Boitard Simon, Rodríguez Willy, Jay Flora, Mona Stefano, Austerlitz Frédéric
Institut de Systématique, Évolution, Biodiversité ISYEB - UMR 7205 - CNRS & MNHN & UPMC & EPHE, Ecole Pratique des Hautes Etudes, Sorbonne Universités, Paris, France.
GABI, INRA, AgroParisTech, Université Paris-Saclay, Jouy-en-Josas, France.
PLoS Genet. 2016 Mar 4;12(3):e1005877. doi: 10.1371/journal.pgen.1005877. eCollection 2016 Mar.
Inferring the ancestral dynamics of effective population size is a long-standing question in population genetics, which can now be tackled much more accurately thanks to the massive genomic data available in many species. Several promising methods that take advantage of whole-genome sequences have been recently developed in this context. However, they can only be applied to rather small samples, which limits their ability to estimate recent population size history. Besides, they can be very sensitive to sequencing or phasing errors. Here we introduce a new approximate Bayesian computation approach named PopSizeABC that allows estimating the evolution of the effective population size through time, using a large sample of complete genomes. This sample is summarized using the folded allele frequency spectrum and the average zygotic linkage disequilibrium at different bins of physical distance, two classes of statistics that are widely used in population genetics and can be easily computed from unphased and unpolarized SNP data. Our approach provides accurate estimations of past population sizes, from the very first generations before present back to the expected time to the most recent common ancestor of the sample, as shown by simulations under a wide range of demographic scenarios. When applied to samples of 15 or 25 complete genomes in four cattle breeds (Angus, Fleckvieh, Holstein and Jersey), PopSizeABC revealed a series of population declines, related to historical events such as domestication or modern breed creation. We further highlight that our approach is robust to sequencing errors, provided summary statistics are computed from SNPs with common alleles.
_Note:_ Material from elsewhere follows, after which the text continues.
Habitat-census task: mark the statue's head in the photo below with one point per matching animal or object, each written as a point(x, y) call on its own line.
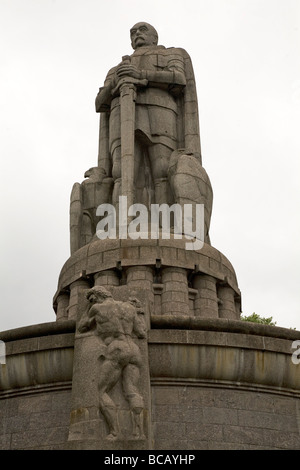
point(97, 294)
point(143, 34)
推断有效种群大小的祖先动态是群体遗传学中一个长期存在的问题,由于许多物种中可获得大量基因组数据,现在可以更准确地解决这个问题。在这种背景下,最近已经开发出了几种利用全基因组序列的有前景的方法。然而,它们只能应用于相当小的样本,这限制了它们估计近期种群大小历史的能力。此外,它们可能对测序或定相错误非常敏感。在这里,我们介绍一种名为PopSizeABC的新的近似贝叶斯计算方法,该方法允许使用大量完整基因组样本估计有效种群大小随时间的演变。使用折叠等位基因频率谱和物理距离不同区间的平均合子连锁不平衡对该样本进行总结,这两类统计量在群体遗传学中广泛使用,并且可以从未分型和未极化的SNP数据中轻松计算出来。我们的方法能够准确估计过去的种群大小,从当前之前的最初几代一直追溯到样本最近共同祖先的预期时间,在广泛的人口统计场景下的模拟结果证明了这一点。当应用于四个牛品种(安格斯、弗莱维赫、荷斯坦和泽西)的15个或25个完整基因组样本时,PopSizeABC揭示了一系列与驯化或现代品种创建等历史事件相关的种群下降情况。我们进一步强调,只要从具有常见等位基因的SNP计算汇总统计量,我们的方法对测序错误具有鲁棒性。